Sympathy is appropriate for all of the families involved, in our community and in Guatemala.
The 6-year-old is likely deeply bonded with her adoptive parents and possibly has few, if any, memories of her previous life.
A Guatemalan court believes she was snatched from her mother and declared abandoned after a woman posing as her mother failed a DNA test.
Pardon the term. But if ever there was a “poster child” for the possibility of fraudulent adoptions, it’s Guatemala. Widespread poverty, a social structure still impacted by a 36-year civil war, and lax checks and balances within government agencies all contribute.
In October, the U.S. Department of State backed out of participating in a new program of adoptions from Guatemala for older children, siblings and those with special needs. The U.S. didn’t feel enough had been done to correct problems that caused a halt to new adoptions from the country in 2007.

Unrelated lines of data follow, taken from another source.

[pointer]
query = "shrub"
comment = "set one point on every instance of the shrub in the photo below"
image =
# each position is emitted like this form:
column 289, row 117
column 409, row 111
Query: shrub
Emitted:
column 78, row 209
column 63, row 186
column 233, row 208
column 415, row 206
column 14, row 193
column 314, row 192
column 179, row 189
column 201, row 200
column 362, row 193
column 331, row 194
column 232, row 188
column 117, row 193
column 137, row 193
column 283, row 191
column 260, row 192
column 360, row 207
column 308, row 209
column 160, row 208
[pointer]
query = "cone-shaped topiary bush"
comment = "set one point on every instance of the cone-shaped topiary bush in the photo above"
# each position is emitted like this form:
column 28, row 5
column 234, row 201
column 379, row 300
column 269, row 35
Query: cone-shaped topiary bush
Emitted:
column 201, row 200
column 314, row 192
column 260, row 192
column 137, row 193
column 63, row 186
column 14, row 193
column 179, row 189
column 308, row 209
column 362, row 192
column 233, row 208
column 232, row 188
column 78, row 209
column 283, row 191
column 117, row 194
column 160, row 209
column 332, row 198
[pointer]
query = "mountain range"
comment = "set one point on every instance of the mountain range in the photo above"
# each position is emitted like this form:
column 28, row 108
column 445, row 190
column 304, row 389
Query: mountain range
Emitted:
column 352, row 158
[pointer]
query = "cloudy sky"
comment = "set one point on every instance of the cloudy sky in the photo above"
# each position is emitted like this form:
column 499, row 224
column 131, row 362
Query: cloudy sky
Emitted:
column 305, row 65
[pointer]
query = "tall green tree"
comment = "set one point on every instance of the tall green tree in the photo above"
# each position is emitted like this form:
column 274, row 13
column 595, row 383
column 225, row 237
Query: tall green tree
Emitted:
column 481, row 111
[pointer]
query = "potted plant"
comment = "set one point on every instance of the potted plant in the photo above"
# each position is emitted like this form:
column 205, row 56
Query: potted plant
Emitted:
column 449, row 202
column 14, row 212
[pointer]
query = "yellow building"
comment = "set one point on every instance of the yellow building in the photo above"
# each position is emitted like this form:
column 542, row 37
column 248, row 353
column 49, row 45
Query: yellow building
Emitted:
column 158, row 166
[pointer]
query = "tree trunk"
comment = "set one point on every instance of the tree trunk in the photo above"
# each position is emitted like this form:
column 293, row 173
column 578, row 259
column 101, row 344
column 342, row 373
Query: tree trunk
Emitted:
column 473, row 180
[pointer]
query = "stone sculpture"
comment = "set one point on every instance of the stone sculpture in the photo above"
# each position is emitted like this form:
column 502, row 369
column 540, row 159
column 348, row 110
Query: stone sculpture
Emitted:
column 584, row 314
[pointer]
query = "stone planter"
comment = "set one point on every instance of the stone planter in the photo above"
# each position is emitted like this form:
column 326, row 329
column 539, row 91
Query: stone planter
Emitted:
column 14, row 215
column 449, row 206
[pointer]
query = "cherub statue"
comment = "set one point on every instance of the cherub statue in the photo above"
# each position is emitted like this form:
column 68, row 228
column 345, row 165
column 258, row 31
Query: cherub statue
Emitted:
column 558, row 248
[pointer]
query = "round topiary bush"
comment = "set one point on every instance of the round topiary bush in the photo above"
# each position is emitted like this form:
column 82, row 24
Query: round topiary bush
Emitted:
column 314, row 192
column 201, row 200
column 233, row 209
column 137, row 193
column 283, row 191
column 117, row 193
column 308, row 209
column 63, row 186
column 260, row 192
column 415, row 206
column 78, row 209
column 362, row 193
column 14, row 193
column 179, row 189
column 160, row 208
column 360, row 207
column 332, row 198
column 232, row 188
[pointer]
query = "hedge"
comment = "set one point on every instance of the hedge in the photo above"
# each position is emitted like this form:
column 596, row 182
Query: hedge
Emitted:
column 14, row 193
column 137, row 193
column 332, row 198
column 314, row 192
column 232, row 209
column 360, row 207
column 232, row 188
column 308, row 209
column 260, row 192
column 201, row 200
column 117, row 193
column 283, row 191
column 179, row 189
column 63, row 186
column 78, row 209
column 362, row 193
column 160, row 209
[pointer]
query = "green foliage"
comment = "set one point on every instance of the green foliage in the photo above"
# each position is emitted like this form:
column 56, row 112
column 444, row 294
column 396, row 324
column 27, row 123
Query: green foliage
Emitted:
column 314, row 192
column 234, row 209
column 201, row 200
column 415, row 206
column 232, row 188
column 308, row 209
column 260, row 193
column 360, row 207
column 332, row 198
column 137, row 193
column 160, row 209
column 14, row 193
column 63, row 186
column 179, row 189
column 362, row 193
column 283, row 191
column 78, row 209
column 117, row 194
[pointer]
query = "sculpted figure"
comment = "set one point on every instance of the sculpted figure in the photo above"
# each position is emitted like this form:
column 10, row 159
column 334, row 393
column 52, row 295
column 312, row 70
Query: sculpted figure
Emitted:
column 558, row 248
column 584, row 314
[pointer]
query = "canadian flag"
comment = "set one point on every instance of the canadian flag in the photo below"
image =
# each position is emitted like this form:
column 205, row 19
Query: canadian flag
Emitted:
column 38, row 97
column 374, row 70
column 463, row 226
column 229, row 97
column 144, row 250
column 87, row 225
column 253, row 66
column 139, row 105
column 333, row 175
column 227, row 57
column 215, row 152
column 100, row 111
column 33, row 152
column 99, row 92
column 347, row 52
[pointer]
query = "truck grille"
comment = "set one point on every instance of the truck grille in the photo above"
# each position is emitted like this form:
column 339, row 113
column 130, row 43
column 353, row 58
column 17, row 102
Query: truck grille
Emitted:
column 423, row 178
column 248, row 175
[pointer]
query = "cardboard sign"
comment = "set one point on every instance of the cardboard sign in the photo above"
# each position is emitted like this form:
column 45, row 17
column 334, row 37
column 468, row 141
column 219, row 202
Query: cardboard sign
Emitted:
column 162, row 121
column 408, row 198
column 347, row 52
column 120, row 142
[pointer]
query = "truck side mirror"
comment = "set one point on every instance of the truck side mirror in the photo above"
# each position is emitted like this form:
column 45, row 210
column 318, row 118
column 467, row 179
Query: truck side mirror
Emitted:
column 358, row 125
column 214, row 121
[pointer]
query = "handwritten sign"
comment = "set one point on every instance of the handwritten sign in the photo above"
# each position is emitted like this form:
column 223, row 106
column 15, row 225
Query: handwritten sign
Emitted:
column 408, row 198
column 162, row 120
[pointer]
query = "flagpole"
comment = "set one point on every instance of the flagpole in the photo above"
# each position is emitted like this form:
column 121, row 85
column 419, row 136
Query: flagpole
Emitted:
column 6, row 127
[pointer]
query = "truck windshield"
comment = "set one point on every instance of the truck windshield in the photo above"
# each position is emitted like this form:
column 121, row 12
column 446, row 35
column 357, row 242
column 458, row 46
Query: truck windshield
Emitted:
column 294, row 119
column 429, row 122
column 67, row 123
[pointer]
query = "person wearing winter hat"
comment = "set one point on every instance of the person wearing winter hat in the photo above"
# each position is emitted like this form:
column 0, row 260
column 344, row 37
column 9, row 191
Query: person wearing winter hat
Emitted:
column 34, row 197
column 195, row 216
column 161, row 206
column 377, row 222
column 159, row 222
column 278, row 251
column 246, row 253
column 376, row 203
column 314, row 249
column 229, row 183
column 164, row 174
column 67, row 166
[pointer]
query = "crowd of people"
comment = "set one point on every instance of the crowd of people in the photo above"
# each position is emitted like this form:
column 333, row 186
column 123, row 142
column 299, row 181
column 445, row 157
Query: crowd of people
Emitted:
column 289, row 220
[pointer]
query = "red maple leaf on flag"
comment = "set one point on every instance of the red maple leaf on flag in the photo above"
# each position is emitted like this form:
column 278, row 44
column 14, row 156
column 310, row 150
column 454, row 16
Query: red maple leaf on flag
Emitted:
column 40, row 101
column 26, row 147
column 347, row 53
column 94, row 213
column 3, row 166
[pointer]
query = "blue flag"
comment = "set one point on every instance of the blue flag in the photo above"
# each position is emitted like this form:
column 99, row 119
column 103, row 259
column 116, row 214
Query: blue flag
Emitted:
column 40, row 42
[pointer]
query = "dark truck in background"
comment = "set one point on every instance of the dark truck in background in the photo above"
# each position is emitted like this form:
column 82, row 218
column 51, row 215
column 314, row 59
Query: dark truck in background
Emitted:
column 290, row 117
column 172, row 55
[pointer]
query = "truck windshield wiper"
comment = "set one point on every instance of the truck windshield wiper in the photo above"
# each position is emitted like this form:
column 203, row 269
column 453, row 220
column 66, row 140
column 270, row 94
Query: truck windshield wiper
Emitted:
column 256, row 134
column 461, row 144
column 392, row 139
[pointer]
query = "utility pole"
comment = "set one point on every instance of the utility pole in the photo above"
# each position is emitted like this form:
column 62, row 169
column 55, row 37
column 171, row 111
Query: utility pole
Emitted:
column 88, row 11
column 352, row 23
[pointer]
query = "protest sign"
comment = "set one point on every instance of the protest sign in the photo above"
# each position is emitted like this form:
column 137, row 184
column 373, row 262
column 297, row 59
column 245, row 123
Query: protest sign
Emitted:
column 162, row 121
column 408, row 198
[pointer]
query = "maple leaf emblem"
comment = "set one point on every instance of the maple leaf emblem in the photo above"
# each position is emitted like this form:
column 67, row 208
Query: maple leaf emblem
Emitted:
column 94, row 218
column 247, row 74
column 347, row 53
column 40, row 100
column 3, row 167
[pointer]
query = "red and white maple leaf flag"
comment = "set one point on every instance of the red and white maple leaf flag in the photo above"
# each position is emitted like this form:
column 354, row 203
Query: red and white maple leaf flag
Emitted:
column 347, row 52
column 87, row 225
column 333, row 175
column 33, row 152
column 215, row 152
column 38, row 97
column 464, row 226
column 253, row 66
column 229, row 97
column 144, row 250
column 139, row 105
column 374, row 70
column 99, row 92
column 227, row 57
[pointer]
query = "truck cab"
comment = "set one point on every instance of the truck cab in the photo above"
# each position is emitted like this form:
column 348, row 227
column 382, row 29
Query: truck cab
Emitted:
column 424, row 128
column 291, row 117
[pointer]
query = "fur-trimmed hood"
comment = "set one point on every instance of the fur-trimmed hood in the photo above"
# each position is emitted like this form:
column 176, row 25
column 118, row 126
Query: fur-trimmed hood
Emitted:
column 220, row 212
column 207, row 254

The girl’s adoption, according to court documents, appears to have been finalized as a grandfathered case, already in process before the U.S. refused to accept new ones.
Her Liberty parents, Timothy and Jennifer Monahan, have requested privacy and aren’t commenting. Their situation is heart-wrenching, although it is questionable whether the Guatemalan court will be able to enforce its decree internationally.
The court believes the little girl was snatched from her mother as a 2-year-old. The Monahans are not accused of wrongdoing.
Charges have been filed against nine people in Guatemala. It sounds like they had a toddler-trafficking ring.
That insinuates that this might not be a solitary case. The numbers tell a story.
In 2008, the year the little girl came to the U.S., she was one of 4,112 Guatemalan children adopted here, the vast majority under 1 year old.
By 2010, with the program shuttered, only 50 cases were granted, according to the State Department. Of those, none was under age 1.
Special angels must look out for these children.
Bringing an adopted child to the U.S. is often a joyous end to a complicated, financially costly and emotionally painful journey. It’s a process that often begins after years of trying to conceive unsuccessfully, sometimes through angst-ridden fertility treatments.
I’m stuck between being grateful that more such cases aren’t brought to light and worrying that it’s because they are never discovered.